La Tribune Hebdomadaire

Marylise Léon (CFDT) : « Les DRH ont la culture du diplôme mais pas celle des compétence­s » Philippe Darmayan (ArcelorMit­tal) : « L’apprentiss­age doit devenir la voie de l’excellence de la formation profession­nelle »

La secrétaire nationale de la CFDT Marylise Léon livre son analyse sur les besoins en compétence­s des salariés de l’industrie.

- Propos recueillis par Erik Haehnsen

LA TRIBUNE - L’industrie 4.0 va-t-elle susciter de nouveaux métiers ?

MARYLISE LÉON – En fait, très peu. Le coeur de la transforma­tion de l’industrie, c’est de modifier les métiers existants principale­ment avec le numérique. Ce phénomène n’est pas nouveau. Ce qui change, c’est l’accélérati­on et l’ampleur de cette transforma­tion. Toutes les industries sont concernées par cette évolution.

Les opérateurs de production devront-ils être ingénieurs ?

On ne va pas leur demander un diplôme d’ingénieur mais les opérateurs développen­t des compétence­s individuel­les qu’il va bien falloir reconnaîtr­e. C’est une révolution pour les DRH : fini l’homme standard. Les DRH vont devoir travailler pour mieux connaître les individus afin de mieux cerner leurs compétence­s, faciliter leur évolution de carrière et la mobilité interne. En fait, les DRH ont la culture du diplôme – même reconnu par la validation des acquis de l’expérience (VAE) – mais pas celle de la compétence.

Est-ce un thème important pour la CFDT ?

Oui car cette évolution est très anxiogène.
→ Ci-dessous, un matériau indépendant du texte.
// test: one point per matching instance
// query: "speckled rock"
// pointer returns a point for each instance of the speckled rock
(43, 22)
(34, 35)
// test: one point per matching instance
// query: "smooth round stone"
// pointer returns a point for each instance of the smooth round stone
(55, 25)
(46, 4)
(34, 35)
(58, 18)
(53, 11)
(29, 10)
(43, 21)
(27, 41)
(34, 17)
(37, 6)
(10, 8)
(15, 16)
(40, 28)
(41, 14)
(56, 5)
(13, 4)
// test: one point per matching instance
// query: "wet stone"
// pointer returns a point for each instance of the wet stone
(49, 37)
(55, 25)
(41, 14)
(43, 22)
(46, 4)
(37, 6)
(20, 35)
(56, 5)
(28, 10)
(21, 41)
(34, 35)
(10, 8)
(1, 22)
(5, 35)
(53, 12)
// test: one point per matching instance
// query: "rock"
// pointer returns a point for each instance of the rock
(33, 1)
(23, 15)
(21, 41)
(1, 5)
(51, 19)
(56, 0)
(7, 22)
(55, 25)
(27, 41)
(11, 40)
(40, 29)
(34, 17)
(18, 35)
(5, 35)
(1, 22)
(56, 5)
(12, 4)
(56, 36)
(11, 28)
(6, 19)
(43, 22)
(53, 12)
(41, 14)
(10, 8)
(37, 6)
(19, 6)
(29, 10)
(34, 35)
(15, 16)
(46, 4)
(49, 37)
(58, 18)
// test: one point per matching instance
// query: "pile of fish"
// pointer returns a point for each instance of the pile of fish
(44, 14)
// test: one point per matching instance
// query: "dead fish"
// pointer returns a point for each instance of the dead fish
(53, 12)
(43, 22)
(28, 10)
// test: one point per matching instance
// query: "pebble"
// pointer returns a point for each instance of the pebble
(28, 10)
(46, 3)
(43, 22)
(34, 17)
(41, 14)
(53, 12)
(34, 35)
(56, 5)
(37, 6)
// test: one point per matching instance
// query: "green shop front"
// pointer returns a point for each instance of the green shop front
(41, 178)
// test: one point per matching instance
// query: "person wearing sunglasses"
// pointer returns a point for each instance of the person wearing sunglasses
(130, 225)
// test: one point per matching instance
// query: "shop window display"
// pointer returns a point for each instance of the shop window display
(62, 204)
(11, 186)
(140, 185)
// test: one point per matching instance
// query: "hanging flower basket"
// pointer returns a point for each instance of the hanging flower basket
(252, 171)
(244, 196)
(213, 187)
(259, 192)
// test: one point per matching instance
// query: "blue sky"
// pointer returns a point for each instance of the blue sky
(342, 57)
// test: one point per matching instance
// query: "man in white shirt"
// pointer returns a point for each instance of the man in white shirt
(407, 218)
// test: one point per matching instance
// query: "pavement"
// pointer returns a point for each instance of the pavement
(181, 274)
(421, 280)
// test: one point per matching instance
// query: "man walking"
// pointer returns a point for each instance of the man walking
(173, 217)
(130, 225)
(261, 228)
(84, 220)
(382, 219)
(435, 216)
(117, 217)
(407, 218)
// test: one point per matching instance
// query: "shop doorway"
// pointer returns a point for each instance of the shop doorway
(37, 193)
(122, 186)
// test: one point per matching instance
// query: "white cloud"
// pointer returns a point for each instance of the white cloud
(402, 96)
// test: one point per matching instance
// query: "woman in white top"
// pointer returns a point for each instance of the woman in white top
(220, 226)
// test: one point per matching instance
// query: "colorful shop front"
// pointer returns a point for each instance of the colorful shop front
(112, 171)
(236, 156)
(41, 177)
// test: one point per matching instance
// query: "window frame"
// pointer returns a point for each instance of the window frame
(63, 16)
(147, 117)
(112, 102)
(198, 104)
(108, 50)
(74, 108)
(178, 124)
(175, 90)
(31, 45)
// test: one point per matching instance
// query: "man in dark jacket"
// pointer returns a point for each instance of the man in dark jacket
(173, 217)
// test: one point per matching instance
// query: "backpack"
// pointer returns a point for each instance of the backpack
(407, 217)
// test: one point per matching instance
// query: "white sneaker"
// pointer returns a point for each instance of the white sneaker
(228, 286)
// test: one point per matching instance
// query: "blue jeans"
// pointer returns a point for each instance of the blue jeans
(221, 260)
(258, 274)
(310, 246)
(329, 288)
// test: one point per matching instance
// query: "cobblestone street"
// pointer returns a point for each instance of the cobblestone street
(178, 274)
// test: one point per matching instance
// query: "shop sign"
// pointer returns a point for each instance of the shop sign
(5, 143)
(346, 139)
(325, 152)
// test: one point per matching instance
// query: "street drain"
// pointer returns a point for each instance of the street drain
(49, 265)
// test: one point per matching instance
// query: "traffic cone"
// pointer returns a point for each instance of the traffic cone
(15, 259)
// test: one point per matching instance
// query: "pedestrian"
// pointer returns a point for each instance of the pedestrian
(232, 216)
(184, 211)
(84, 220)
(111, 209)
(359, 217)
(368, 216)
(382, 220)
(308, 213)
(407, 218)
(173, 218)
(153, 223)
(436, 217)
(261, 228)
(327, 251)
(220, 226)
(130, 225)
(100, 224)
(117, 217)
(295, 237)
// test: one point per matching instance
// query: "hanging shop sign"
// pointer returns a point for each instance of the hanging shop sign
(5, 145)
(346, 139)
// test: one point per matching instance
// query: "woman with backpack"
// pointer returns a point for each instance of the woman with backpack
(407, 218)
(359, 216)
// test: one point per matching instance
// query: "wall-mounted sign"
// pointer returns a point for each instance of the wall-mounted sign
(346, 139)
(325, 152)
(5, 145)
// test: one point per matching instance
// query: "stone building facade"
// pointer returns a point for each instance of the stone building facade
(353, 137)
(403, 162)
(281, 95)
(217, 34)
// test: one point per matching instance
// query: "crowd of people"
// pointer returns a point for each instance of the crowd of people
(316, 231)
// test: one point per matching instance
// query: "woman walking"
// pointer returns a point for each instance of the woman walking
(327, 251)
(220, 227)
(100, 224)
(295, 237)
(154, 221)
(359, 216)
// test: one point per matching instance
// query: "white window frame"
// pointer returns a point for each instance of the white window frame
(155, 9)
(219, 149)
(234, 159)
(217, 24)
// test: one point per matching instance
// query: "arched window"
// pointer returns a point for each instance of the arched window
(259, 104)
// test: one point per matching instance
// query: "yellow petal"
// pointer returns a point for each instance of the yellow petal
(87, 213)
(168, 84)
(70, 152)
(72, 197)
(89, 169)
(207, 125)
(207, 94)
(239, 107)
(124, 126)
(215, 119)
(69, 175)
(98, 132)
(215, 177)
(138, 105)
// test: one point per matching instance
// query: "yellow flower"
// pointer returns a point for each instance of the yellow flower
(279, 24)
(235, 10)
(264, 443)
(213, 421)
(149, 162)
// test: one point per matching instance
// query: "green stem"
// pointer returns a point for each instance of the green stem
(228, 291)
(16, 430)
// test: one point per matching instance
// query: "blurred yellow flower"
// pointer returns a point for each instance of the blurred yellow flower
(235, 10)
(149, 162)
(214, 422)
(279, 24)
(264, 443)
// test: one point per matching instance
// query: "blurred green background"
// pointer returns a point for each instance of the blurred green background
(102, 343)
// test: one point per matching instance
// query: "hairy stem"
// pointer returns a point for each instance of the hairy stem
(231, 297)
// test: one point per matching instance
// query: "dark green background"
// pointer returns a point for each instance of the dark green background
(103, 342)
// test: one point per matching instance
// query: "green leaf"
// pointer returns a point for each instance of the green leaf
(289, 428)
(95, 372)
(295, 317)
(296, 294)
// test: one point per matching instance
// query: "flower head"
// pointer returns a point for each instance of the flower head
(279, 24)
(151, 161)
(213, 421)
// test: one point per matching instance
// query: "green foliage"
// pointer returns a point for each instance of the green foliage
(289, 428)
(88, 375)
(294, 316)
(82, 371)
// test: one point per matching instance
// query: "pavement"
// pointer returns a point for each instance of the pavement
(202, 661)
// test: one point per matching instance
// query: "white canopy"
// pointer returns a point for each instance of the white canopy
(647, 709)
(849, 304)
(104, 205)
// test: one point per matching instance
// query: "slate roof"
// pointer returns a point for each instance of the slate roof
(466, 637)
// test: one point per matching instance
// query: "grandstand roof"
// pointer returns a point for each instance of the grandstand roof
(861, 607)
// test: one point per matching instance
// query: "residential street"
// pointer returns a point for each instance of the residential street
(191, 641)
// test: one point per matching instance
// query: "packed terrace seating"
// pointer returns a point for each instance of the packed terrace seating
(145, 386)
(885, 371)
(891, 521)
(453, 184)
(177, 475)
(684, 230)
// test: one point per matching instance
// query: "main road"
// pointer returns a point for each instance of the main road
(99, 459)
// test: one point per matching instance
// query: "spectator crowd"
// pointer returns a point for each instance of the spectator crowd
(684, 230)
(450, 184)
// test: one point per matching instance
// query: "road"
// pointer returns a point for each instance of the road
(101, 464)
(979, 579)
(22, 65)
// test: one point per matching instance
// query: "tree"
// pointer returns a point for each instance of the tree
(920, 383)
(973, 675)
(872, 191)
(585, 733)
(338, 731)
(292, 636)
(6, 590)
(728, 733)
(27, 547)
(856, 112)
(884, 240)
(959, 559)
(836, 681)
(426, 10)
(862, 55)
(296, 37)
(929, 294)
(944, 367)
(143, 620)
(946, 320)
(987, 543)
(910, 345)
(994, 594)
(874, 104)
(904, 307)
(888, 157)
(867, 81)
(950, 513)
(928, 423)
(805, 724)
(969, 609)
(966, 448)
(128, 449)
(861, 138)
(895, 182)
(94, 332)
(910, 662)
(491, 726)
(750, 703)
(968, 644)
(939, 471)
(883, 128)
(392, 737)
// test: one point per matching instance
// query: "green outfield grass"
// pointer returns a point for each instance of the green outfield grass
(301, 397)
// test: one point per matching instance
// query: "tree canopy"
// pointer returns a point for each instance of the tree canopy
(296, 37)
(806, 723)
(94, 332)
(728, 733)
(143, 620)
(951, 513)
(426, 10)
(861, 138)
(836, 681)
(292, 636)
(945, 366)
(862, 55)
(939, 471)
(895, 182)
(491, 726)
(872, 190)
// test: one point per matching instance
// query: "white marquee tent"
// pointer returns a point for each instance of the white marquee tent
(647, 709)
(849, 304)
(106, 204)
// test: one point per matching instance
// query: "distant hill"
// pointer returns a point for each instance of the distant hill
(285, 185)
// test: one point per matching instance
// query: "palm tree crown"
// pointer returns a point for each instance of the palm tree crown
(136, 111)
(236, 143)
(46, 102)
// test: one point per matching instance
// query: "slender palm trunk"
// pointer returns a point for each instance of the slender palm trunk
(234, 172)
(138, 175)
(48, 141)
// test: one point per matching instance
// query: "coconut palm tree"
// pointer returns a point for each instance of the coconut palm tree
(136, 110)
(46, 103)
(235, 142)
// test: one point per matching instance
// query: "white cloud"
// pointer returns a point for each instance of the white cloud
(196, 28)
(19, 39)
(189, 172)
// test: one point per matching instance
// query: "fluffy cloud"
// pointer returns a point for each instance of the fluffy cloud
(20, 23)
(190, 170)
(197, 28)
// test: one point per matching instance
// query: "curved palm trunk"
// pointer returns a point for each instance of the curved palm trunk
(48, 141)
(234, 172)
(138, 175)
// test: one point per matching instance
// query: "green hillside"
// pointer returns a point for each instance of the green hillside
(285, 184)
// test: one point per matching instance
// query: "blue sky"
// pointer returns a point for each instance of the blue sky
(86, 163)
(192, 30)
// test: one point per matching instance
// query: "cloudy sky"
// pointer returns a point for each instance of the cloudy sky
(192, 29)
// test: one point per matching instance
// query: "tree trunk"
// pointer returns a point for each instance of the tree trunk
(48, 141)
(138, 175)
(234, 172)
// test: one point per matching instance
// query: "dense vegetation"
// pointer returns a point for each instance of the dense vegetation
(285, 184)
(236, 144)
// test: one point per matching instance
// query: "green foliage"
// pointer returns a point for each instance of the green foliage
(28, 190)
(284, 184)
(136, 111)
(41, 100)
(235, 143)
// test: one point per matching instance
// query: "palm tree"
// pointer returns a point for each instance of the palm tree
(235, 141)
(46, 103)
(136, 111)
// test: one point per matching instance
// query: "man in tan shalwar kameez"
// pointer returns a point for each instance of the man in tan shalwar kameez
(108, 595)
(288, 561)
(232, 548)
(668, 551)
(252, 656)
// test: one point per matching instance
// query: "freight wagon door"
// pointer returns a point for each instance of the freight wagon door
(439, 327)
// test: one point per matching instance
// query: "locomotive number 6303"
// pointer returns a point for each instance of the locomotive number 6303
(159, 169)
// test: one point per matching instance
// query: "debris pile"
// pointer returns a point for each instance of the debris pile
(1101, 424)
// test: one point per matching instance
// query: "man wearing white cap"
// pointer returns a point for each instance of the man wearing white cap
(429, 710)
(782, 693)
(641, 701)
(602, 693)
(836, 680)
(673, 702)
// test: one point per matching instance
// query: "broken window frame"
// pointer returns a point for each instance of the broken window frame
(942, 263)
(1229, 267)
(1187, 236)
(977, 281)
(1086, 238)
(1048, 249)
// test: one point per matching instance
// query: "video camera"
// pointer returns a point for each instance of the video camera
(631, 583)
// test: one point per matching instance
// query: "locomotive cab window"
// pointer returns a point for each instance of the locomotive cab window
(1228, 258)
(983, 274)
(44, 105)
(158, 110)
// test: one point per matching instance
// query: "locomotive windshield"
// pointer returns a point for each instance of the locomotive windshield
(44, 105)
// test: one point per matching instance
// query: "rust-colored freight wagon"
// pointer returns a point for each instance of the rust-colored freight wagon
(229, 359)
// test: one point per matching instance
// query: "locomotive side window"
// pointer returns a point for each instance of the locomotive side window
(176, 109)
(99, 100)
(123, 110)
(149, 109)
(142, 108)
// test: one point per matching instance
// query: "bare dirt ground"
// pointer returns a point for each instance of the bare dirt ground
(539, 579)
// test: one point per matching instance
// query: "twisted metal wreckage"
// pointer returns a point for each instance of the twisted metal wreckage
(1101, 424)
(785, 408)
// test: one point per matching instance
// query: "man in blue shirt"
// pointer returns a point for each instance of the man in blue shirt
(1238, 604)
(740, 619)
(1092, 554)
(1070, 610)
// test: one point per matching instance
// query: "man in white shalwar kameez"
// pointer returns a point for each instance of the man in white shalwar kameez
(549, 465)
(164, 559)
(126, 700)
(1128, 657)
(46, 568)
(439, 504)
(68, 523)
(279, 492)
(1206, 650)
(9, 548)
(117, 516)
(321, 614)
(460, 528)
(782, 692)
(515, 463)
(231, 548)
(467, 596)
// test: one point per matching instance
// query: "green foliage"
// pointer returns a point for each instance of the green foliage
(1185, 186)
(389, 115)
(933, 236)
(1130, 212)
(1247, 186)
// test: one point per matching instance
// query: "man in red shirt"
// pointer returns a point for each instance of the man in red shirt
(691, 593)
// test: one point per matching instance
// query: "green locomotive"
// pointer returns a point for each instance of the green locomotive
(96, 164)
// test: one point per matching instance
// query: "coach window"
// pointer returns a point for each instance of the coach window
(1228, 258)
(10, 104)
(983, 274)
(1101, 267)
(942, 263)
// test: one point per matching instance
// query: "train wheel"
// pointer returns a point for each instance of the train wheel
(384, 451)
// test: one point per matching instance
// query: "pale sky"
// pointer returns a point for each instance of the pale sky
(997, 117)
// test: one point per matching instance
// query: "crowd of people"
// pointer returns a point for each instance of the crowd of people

Nous avons besoin de savoir de quoi ont besoin les salariés pour être sécurisés dans cette transforma­tion du 4.0. Il y a un énorme besoin de formation mais il n’existe pas de catalogue de compétence­s tout fait. Chaque entreprise doit le trouver elle-même. Un opérateur dont les tâches sont enrichies par le numérique va donc devoir réfléchir à l’organisati­on de son travail, consulter des rapports d’analyse pour prendre des décisions ou faire des propositio­ns d’améliorati­on en termes de prévention des pannes ou des accidents… Avec cette évolution, l’innovation sera de plus en plus attendue. Chacun va y contribuer à son niveau. C’est passionnan­t mais cela ne s’improvise pas!

Comment faire ?

J’ai une recette miracle ! Souvent, les entreprise­s se trompent lorsque leur approche de cette transforma­tion est purement technique. Car, en fait, le vrai levier est organisati­onnel. D’ailleurs, souvent, lorsque les patrons de PME s’adressent à des cabinets de conseil en innovation, ils repartent avec un schéma d’organisati­on de l’entreprise! Il faut alors penser à l’environnem­ent global de l’entreprise : son fonctionne­ment interne, ses relations avec les fournisseu­rs et les clients. Elle est là la recette miracle ! C’est ce que nous essayons de mettre en place dans le cadre des filières du Conseil national de l’industrie (CNI) au niveau de la section thématique Emploi et compétence­s.

Que pensez-vous du projet de réforme de la formation profession­nelle de Muriel Pénicaud ?

L’idée de l’approche par compétence­s, c’est intéressan­t. Rappelons que nous sommes signataire­s de l’Accord national interprofe­ssionnel (ANI) du 22 février dernier qui a été conclu. Pour l’instant, on ne voit pas comment le gouverneme­nt va reprendre cet accord pour en faire une propositio­n de loi. Nous sommes favorables à l’idée de renforcer la formation des personnes les plus fragiles, de donner des moyens à un salarié qui a un projet de reconversi­on. En revanche, nous ne voulons pas du principe de transforme­r le compte formation de 50 heures en une somme de 500 euros.